Democracies should have shifted their focus from content moderation to the governance of digital platform design years ago. And as soon as Elon Musk bought Twitter (in October 2022), they should have known and acted on the risk of hostile ownership of critical infrastructure for our democracy and security. As social media platforms have started their terminal decline, our battle can no longer be against their content, nor only against their design, but for what comes next: the transition from our information ecosystem being dominated by social media platforms to one dominated by artificial intelligence.

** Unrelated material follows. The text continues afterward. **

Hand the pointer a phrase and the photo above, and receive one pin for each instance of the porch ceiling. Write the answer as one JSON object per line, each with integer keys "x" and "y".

Instead, the European Democracy Shield is still fighting yesterday’s war with soft measures like fact-checking, media literacy and more coordination. While these may be useful, they are insufficient to counter systemic drivers of ‘old’ information manipulation and are wholly unprepared to tackle AI. So let’s not pretend that the Shield, nor its proposed European Centre for Democratic Resilience will protect us from Foreign Information Manipulation and Interference (FIMI), let alone from hybrid threats. And they certainly won’t shield democracy from the three converging trends that threaten its existence.
Never let a good crisis go to waste
Sadly, we must conclude that the EU is still doing too little to defend our democracies against foreign interference, to prevent further polarisation and erosion of democracy “at home” and to protect our democracies from technological challenges. Worse, it doesn’t seem to acknowledge that these threats are interconnected and are now converging.
The writing has been on the wall for more than a decade. Now that Putin, Trump and tech bros seem to share similar goals, how many more wake-up calls do we need? Are we going to “wait and see” until, one by one, all European democracies are captured? Or will we heed the frog’s warning that we must jump out of the warming water before we are boiled alive?